Skip to main content

API Contracts

:::info Source Sourced from services/ai-gateway-service/API_CONTRACTS.md in the documentation repo. :::

1. Surfaces

  • Internal REST (/api/v1/ai/…) — via AIClient SDK.
  • SSE streaming for chat + tutor.
  • Admin surfaces for prompts, budgets, audit.

2. AIClient Port (F09 — frozen contract)

TypeScript port; implementations per service import @ghasi/ai-client.

interface AIClient {
complete(req: CompletionRequest): Promise<CompletionResponse>;
completeStream(req: CompletionRequest): AsyncIterable<CompletionChunk>;
embed(req: EmbedRequest): Promise<EmbedResponse>;
moderate(text: string, policy?: SafetyPolicy): Promise<SafetyVerdict>;
generateImage(req: ImageRequest): Promise<ImageResponse>;
generateAudio(req: TTSRequest): Promise<AudioResponse>;
transcribe(req: STTRequest): Promise<TranscriptResponse>;
classify(req: ClassifyRequest): Promise<ClassifyResponse>;
knn(req: KNNRequest): Promise<KNNResponse>;
}

Port is additive: adding new methods does not break existing callers.

3. Endpoints (REST)

3.1 Completion / Chat

POST /api/v1/ai/complete body: CompletionRequest
GET /api/v1/ai/stream/{requestId} (SSE)

3.2 Embeddings / RAG

POST /api/v1/ai/embed body: { sourceRef, content, modelId? }
POST /api/v1/ai/knn body: { vector, k, filters }

3.3 Moderation

POST /api/v1/ai/moderate body: { text, policy? }

3.4 Media AI

POST /api/v1/ai/images body: { prompt, size, style? }
POST /api/v1/ai/audio/tts body: { text, voice, language }
POST /api/v1/ai/audio/stt body: { assetId, language }

3.5 Prompt Registry (admin)

GET /api/v1/ai/prompts ?tenantId=&status=active
POST /api/v1/ai/prompts
GET /api/v1/ai/prompts/{id}/versions
POST /api/v1/ai/prompts/{id}/versions
POST /api/v1/ai/prompts/{id}/versions/{version}/activate
POST /api/v1/ai/prompts/{id}/versions/{version}/deprecate
POST /api/v1/ai/prompts/{id}/eval (runs eval set)

3.6 Models

GET /api/v1/ai/models ?family=&locality=&residency=

3.7 Budgets

GET /api/v1/ai/budgets/{tenantId}
PATCH /api/v1/ai/budgets/{tenantId} (platform admin)

3.8 Audit

GET /api/v1/ai/audit (compliance_officer) ?userId=&promptId=&tenantId=
POST /api/v1/ai/audit/export (GDPR export)

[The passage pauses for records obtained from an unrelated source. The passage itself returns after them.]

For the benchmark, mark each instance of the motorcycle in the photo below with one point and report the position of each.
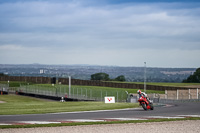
(145, 104)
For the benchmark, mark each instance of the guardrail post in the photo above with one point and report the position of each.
(189, 93)
(165, 94)
(177, 94)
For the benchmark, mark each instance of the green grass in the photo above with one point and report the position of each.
(94, 123)
(169, 84)
(15, 104)
(14, 83)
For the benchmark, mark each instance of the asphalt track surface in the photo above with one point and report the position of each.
(167, 111)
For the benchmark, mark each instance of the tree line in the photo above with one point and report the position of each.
(194, 78)
(105, 77)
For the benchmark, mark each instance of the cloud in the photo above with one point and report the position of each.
(109, 32)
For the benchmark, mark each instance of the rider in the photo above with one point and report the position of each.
(143, 94)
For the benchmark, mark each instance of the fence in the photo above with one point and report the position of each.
(4, 88)
(75, 93)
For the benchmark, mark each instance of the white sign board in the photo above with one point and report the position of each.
(109, 99)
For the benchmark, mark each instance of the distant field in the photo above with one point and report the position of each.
(169, 84)
(15, 104)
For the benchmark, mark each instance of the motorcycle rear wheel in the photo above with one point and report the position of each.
(152, 107)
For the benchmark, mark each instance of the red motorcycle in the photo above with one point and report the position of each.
(145, 103)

3.9 Structured JSON (gateway internal — EDT-142 / EP-14+)

POST /api/v1/ai/structured body: { promptId?, input, outputSchema, forceCloud? }
Headers: Idempotency-Key (required), X-Tenant-Id, X-User-Id, X-Ai-Local?, X-Ai-Force-Cloud?

When forceCloud is true (body and/or X-Ai-Force-Cloud: true), cloud budget path is used even if X-Ai-Local is set (EP-19 / US-97).

3.10 Offline local inference telemetry replay (EP-19 / US-99)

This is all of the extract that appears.